Erotic Video (Not Part II) and a Sugar Daddy Dinner
Original post date: 7/24/2013
Well, erotic video guy never followed through. It’s probably better anyway; the last thing I need is one more person on the list of “People Who Have Seen Me Naked” because that shit is long enough as it is. (That’s what she said.) Also, the topless housecleaning gigs didn’t happen. Riddle me this: Is it the chase? Do these men (or women, for the sake of equality) just look for girls to respond and then bail when shit gets real?
Here is an exaggerated dramatization of how my conversations have gone with the topless housecleaning fetish peeps:
Me: Yo I’m interested. Here is a pic of my tits.
Rando dude from C-list: Wow you are beautiful.
Me: Literally just my tits in that picture, but thanks.
Rando: $80/hr to clean?
Me: Yup. As long as you know you’re not touching me or yourself and I’m not touching a god damn thing except for furniture and cleaning supplies. And by cleaning supplies, I do not mean your penis.
Rando: Will you clean naked if I double it?
Me: Yes, but the same rules apply. When should I come over?
Rando: blah blah blah…chit chat…blah blah blah…
Me: Neato great, what’s your address?
This has happened a couple of times now. I feel like these people are either: 1) Just getting off on the fact that a girl actually responded and is down, 2) Pussies, or 3) Feeding me 100% bullshit. No, you know what? I choose D) All of the above.
In other news:
I responded to a “friends with benefits” post yesterday and got paid $100 to have dinner and drinks with the guy this evening. Except he doesn’t drink. It’s like, why would you specifically invite someone for drinks and then drop the bomb that you don’t drink? And, yes, it is comparable to dropping a bomb because I’m the type of person who thinks drinking alcohol is cool and makes people seem much more interesting. Instead, I felt weird and had one beer, so I was only 1/3 of the way to my goal of not being a totally fucking awkward spaz. That beer did nothing for me. Fuck that beer.
Anyway, the guy was older than he originally said he was; not like old enough to be my dad, but at least 15+ years. He was also bald. Not that bald bothers me (at least it wasn’t a comb-over) but it caught me a little off guard. I like hair, so if you’re going to be bald, at least have the decency to grow a gnar beard, amiright? Like…do you even lift bro?
I could tell immediately that he was undressing me with his eyes, which wouldn’t have bothered me so much if he’d been really really ridiculously good looking. In all fairness, he wasn’t hideous. To give you an idea, he’s the offspring of Paul Shaffer (the guy who leads the band on David Letterman) and that dude from The Shield…what’s his name? (Pause for Google search)…Michael Chiklis. He was nice, I guess. He tried to diagnose me within five minutes (by diagnose I mean that he started saying things like “I can tell you have daddy issues” and “I can tell you’re the type who…”) which I cannot stand. You’re paying ME to sit here and have drinks with you; if I needed a psych eval, I’d have called my therapist. (Note to self: Call therapist.)

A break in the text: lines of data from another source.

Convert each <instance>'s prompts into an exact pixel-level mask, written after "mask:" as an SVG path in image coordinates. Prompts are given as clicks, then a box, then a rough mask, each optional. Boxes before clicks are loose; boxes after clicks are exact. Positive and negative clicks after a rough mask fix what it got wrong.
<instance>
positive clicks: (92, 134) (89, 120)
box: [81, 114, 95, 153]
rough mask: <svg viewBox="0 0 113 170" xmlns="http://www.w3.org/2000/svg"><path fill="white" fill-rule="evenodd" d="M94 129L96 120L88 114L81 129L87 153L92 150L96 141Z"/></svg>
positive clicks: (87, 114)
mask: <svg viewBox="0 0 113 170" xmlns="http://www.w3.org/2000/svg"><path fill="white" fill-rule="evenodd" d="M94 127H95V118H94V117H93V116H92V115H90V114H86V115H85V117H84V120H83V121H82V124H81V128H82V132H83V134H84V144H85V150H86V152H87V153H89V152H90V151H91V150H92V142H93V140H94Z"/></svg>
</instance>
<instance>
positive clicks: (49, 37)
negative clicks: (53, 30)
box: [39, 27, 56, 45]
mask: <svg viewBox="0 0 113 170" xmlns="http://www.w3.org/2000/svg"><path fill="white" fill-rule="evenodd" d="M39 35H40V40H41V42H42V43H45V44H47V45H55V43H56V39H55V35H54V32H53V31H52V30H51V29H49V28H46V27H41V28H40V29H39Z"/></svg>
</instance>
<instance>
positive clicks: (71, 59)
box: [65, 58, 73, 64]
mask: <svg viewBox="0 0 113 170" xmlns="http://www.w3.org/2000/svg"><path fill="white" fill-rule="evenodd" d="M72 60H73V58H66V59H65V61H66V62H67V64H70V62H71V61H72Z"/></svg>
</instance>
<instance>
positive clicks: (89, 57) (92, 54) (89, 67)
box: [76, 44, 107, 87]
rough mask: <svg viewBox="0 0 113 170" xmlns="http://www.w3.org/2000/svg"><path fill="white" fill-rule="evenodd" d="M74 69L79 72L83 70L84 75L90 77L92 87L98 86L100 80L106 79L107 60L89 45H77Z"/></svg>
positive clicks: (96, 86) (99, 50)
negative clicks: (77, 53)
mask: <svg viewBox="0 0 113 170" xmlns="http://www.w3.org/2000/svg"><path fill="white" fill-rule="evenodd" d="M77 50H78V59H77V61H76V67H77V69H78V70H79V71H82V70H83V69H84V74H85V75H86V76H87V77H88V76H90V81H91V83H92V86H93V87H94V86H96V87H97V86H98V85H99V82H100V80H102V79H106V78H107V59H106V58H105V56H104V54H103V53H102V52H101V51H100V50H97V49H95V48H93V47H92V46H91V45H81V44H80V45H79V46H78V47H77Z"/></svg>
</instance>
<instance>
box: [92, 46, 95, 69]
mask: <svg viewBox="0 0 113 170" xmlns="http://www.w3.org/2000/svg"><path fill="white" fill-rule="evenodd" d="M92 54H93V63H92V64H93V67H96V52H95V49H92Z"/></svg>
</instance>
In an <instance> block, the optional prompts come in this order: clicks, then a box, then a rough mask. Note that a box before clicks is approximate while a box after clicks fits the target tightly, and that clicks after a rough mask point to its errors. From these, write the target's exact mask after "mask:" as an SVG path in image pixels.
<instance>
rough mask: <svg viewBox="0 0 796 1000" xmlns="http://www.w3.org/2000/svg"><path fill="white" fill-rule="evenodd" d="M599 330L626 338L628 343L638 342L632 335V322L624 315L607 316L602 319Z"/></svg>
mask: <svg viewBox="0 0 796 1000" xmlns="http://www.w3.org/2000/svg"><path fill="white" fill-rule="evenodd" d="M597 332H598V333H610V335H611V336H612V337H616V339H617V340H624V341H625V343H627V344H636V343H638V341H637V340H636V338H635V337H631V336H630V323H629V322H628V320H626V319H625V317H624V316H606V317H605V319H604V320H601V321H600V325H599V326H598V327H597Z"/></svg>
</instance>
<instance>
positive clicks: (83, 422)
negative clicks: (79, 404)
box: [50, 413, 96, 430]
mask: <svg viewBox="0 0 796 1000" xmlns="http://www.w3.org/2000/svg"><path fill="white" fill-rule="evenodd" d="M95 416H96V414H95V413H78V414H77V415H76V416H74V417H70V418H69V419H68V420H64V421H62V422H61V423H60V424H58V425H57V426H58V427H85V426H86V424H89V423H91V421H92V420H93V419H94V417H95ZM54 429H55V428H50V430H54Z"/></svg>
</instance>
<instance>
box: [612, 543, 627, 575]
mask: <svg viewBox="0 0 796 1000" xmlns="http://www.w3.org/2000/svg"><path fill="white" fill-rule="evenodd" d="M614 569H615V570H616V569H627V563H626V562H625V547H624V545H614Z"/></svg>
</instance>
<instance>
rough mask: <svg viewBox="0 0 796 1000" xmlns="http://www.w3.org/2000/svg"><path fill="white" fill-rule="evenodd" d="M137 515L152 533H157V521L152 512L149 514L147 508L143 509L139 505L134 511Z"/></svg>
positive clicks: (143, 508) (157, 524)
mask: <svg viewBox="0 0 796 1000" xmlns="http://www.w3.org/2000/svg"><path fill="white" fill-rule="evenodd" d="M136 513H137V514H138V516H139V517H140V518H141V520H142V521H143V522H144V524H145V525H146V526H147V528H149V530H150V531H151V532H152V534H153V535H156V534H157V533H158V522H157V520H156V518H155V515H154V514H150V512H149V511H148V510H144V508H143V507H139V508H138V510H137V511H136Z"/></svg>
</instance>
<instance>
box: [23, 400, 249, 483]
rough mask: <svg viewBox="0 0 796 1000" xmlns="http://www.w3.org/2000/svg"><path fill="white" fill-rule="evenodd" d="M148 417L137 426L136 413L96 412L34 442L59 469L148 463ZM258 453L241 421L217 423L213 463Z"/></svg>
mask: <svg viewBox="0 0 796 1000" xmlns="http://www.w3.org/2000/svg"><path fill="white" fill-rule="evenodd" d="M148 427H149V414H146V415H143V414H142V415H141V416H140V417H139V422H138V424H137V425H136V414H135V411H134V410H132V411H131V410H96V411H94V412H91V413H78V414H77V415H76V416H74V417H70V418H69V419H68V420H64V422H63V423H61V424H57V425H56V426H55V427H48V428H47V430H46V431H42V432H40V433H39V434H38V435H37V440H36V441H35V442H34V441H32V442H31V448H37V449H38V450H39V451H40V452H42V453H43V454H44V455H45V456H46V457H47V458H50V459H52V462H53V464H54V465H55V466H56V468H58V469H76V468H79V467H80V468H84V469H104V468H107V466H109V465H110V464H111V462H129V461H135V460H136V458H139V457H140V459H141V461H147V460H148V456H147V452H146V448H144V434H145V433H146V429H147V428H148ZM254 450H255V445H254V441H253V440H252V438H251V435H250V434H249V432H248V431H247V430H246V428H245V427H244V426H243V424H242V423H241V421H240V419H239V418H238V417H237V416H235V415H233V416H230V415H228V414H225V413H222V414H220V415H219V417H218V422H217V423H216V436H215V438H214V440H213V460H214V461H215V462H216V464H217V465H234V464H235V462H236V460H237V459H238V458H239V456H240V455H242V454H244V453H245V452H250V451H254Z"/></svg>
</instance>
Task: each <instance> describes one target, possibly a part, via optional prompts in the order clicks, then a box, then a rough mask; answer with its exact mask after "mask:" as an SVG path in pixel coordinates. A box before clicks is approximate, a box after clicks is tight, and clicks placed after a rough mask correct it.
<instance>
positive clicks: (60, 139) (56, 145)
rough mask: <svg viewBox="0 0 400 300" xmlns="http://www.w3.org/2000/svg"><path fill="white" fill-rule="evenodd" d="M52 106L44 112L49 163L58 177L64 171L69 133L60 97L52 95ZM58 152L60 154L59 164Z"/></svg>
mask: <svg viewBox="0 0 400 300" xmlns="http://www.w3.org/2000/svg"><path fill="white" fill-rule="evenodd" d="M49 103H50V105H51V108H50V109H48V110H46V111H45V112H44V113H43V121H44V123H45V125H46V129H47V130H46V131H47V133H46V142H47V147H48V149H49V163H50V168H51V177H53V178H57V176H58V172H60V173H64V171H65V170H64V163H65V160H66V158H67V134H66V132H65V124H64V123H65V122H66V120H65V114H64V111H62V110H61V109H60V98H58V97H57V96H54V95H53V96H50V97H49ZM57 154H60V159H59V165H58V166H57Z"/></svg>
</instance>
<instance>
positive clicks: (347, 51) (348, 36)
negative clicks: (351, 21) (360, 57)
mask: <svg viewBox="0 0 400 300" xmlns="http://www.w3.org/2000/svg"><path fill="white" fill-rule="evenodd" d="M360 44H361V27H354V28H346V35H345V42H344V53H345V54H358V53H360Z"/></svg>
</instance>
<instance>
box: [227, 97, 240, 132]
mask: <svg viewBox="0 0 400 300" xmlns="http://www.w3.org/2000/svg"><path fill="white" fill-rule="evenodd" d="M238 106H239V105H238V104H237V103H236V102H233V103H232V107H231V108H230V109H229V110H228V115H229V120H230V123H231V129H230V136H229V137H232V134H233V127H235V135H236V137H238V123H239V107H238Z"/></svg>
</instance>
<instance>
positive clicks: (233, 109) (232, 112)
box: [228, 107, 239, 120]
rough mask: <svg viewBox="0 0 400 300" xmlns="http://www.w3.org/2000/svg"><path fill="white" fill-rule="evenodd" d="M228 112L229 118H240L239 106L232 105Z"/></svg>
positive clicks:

The kicker: His name was Aaron and he gave me the most ridiculous lesson on how “Erin” and “Aaron” are pronounced differently. He sat there, saying “I say yours like Erin and mine like Aaron…see how they’re different? Erin, Aaron, Erin, Aaron.” As bad as it sounds, trust me, it was worse in real life. I played it cool, obviously, but I was definitely setting him on fire with my mind.
I guess I can’t complain that much though, I did just get a free dinner and $100. So, mission accomplished.